A BRIT is offering her 350-year-old £1.2m French chateau as a competition prize - for just £10.
Ruth Phillips, 61, owns Chateau de Cautine, which boasts nine bedrooms, a 12m swimming pool and 30 acres of land.
But now the property will be passing to a new owner, as Ruth has put the house up as the prize in a competition.
The chateau, built in 1667, is located in the most easterly point of the Dordogne, in the Department of Corrèze.
The kitchen is full of antiques and has a farmhouse table, and the rest of the renovated rooms can be described as ‘quintessentially French’.
Outside benefits from a swimming pool, 30 acres of stunning land, a piggery and even a separate three-bedroom cottage and two large stone barns.
It has been valued by a French estate agent at €1.4m, or £1.23m but could cost the new owner just £10.
All profits made from the competition will fund a community interest company run by Ruth, The Eco Village Development Company, which will build affordable, alternative housing.
Five per cent of all ticket sales income will also be donated to St Petroc’s Society, a Cornish charity for homeless people.
Ruth, from Truro, Cornwall, said: “It’s captivating, the place, when you walk through the gates you feel stunned.
“Not only is the house beautiful but the location, it’s on a hill and drops away into a valley and you are in deep nature.
“It’s a magical place in the middle of the wilderness – you feel like you have fallen into a deep cushion of trees and green.
“I’m really happy that someone else is going to get it and have chance to appreciate it, it’s a magical property – everyone who comes says that.”
Ruth has lived in the chateau for almost a decade and made efforts to turn the property into an eco village.
Her aim was to provide sustainable and affordable housing for those who can’t afford their first step on the housing ladder.
But now, Ruth is selling up to spend more time with her family back in the UK.
She continued: “I’ve been starting with this eco village in France, it’s the work I have done for the past seven years.
“It took a long time to get the planning permission and my kids by then were firmly settled in England.
“My ex-husband has been running a restaurant that I started 13 years ago but he said he wanted to retire and asked if I wanted it back.
“I said OK and that’s when I realised I had to move back to the UK and put the chateau on the market.
“When I came across this competition idea I thought this would enable us to raise funds for the continuation of the Eco Village Development plans in England.”
In France, Ruth had been working with a Dutch architect to develop affordable eco-homes.
Together, they designed a 20sqm home, big enough for two, which will cost a fraction of the average house price in the UK.

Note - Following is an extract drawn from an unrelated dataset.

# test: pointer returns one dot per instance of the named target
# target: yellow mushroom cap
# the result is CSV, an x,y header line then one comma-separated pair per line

With the profits made from the competition, Ruth will run an asset-locked community interest company that will bring the homes to the UK.
She added: “What we have developed is the design of an affordable kit house which can be built anywhere and it is off grid.
“We anticipate in September starting to build the first kit house, then we hope by the following spring, 2019, to have raised sufficient funds to buy the land and build the first project.
“Affordable housing is one of my main interests as I feel it is everyone’s right to have a home.
“It is impossible nowadays for people to afford a home because of the extremely high prices.
“We also need to build houses which do not damage the environment and which have built in systems which do not harm nature.
“This will provide a solution, the kit houses can be put together in a week and aim to cost less than 10 per cent of the price of an average house in the UK.”
Not only does the chateau benefit from incredible scenery and unspoilt views, a rich history is also included.
During World War II, the chateau was used as a refuge for Jewish families, who hid in a secret compartment in the attic.
Ruth added: “We received a visit from a Jewish lady in 2007, she lived in Australia and gave us a photo of her and her family at the front of the chateau with all their possessions piled onto a truck.
“In the photo, the baron and baroness were standing with her and her parents.
“They hid them in the chateau, I know that there’s a low ceiling at the end of one of the corridors upstairs and in the attic there is a hidden space.
“That would be the most likely space they were hidden.”
And the history of the property dates back further still, as dotted around are hints that the Knights Templar may have built the property.
“The family crest over the fireplace in the dining room and over the front door, it is full of the symbology of the Templars – the star, the crescent moon, the Maltese cross.
“I feel there is a Templar connection, but we can’t prove it.”
A total of 500,000 tickets will be up for grabs for £10 each, and anyone entering must first answer two skill-based questions.
Then they will be entered into the competition to win the property.